The Court last week had directed the State Election Commission (SEC) to collect information in respect of the conditions prevailing in each of the Municipalities where the elections are scheduled and hold a joint meeting with the Home Secretary of the State and the Director General and Inspector General of the Police within 24 hours. The SEC had also been directed to examine the ground situation of each of the 108 Municipalities and take a decision in writing with respect to the deployment of central paramilitary forces.

Opining that the State Election Commissioner will be personally liable if violence takes place, the Court had further ruled, "If the Commissioner, State Election Commission takes the decision not to deploy the paramilitary forces, then he will be personally liable to ensure no violence takes place and free, fair and fearless elections take place in the municipality where paramilitary forces are not".

Subsequently, the SEC had decided to not deploy central paramilitary forces during the civic polls. The Court had been adjudicating upon a plea moved by the BJP alleging that large scale violence and rigging of votes took place during the recently conducted elections to 4 municipalities in West Bengal and accordingly sought for deployment of central forces for the upcoming elections to the remaining 108 municipalities.
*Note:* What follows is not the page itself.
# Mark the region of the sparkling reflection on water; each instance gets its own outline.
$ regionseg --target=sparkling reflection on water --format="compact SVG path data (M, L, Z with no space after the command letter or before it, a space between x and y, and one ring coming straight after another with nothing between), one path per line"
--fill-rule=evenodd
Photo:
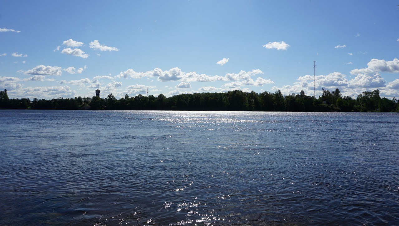
M398 116L1 110L0 224L395 224Z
Elections to four municipal corporations – Siliguri, Bidhannagar, Asansol and Chandernagore took place on February 12. Polls to these four municipal corporations were postponed at the instructions of the High Court considering the spike in COVID-19 infections a month back.

Subsequently, a Division Bench of the Supreme Court comprising Justice DY Chandrachud and Justice Surya Kant had dismissed the special leave petition filed against the decision of the Calcutta High Court which had declined to issue directions for the deployment of central forces for the upcoming elections to to the remaining 108 municipalities of West Bengal which took place on February 27.
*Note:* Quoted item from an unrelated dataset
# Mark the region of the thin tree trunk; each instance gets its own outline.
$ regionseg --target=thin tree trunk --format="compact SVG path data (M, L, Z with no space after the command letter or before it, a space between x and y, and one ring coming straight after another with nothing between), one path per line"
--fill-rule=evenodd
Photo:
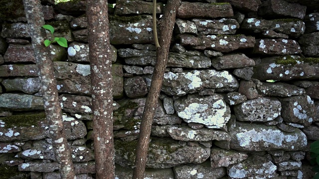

The Court had earlier directed the State Election Commission to hold a joint meeting with the Chief Secretary and Home Secretary of the State as well as the Director General and Inspector General of Police within 12 hours and decide as to whether deployment of central paramilitary forces will be required for the peaceful conduct of the upcoming elections to the Bidhannagar Municipal Corporation.

Opining that the Commissioner of the State Election Commission will be held personally liable to ensure that no violence takes place, the Court had further directed, "In case, if the Commissioner, State Election Commission forms an opinion that deployment of the paramilitary forces during Bidhannagar Municipal Corporation election is not necessary, then he will be personally liable to ensure that no violence takes place and free, fearless and peaceful elections are held in Bidhannagar."

The State Election Commission had subsequently decided to not deploy central forces for the elections to the 4 municipal corporations.

It may be noted that the High Court in December 2021 had dismissed an appeal moved by the Bharathiya Janata Party (BJP) against a Single Bench order of the High Court wherein BJP's plea seeking deployment of Central Forces for the Kolkata Municipal Elections had been declined. The Kolkata Municipal Corporation Elections took place on December 19.

The Supreme Court had earlier refused to entertain such a plea by the BJP seeking deployment of Central Forces for the Kolkata Municipal Elections, by asking the party to approach the Calcutta High Court for such a relief. "We cannot take decisions with respect to the requirement of Central force. High Court will be in a better position to know the situation", the bench comprising Justices L Nagesara Rao and BR Gavai of the Supreme Court had told Senior Advocate Maninder Singh, who was appearing for the BJP.